The strike was called in protest against the Modi government’s “anti-worker, anti-national” policies, including unilateral labour law reforms, privatisation of public sector entities, policies encouraging contract work and destroying job security, and the proposed amendment to the Trade Union Act. “This is the largest strike against this government, with more than 20 crore workers expected to participate. It is a historic moment,” Tapan Sen, general secretary of the Centre of Indian Trade Unions (CITU), said on Monday.
The strike is backed by all central trade unions, except the Bharatiya Mazdoor Sangh, which is affiliated to the RSS.
Apart from unorganised workers, unions from a number of formal sectors, including banks, transport corporations, water, power, post, telecom, health, education, defence, coal, steel and manufacturing, are expected to participate. They have already issued notice to employers, as legally required, said Amarjeet Kaur, general secretary of the All India Trade Union Congress.
“So far, there has been no response from the Centre to our strike call. There has been no attempt to reach out to the unions,” she added.
The government has undermined the spirit of tripartism and is making labour policy without consultation with workers’ representatives, said Ms. Kaur, pointing out that the Group of Ministers on labour issues, headed by Finance Minister Arun Jaitley had not called unions for any discussion since September 2015. The Indian Labour Conference had not been held for three and a half years, and unions had boycotted the discussions on labour codes after their suggestions were rejected.

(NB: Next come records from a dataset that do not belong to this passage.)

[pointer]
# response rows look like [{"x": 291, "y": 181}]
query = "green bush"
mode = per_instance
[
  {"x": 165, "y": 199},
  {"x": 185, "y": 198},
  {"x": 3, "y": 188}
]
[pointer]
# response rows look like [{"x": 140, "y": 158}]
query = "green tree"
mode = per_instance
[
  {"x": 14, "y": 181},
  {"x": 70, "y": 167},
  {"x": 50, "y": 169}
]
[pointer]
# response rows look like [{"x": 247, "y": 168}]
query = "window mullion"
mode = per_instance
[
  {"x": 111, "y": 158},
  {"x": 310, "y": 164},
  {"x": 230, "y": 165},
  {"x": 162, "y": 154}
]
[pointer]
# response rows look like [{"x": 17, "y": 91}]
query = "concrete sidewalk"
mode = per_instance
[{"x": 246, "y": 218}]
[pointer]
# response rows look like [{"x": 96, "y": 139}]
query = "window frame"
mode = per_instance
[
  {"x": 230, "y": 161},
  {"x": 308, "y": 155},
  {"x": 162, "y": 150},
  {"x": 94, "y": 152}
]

“Ever since the strike call has been made, the Modi government has increased its pace of attacks on workers instead of dialogue with the unions,” said Mr. Sen.
A CITU statement condemned the Delhi government, under the order of the Lieutenant Governor, for evoking the Essential Services Maintenance Act (ESMA) against employees of power utilities in the capital, barring them from joining the strike. State governments, including West Bengal and Tamil Nadu, have also threatened workers with termination of service, service break and eight-day wage cuts, it said.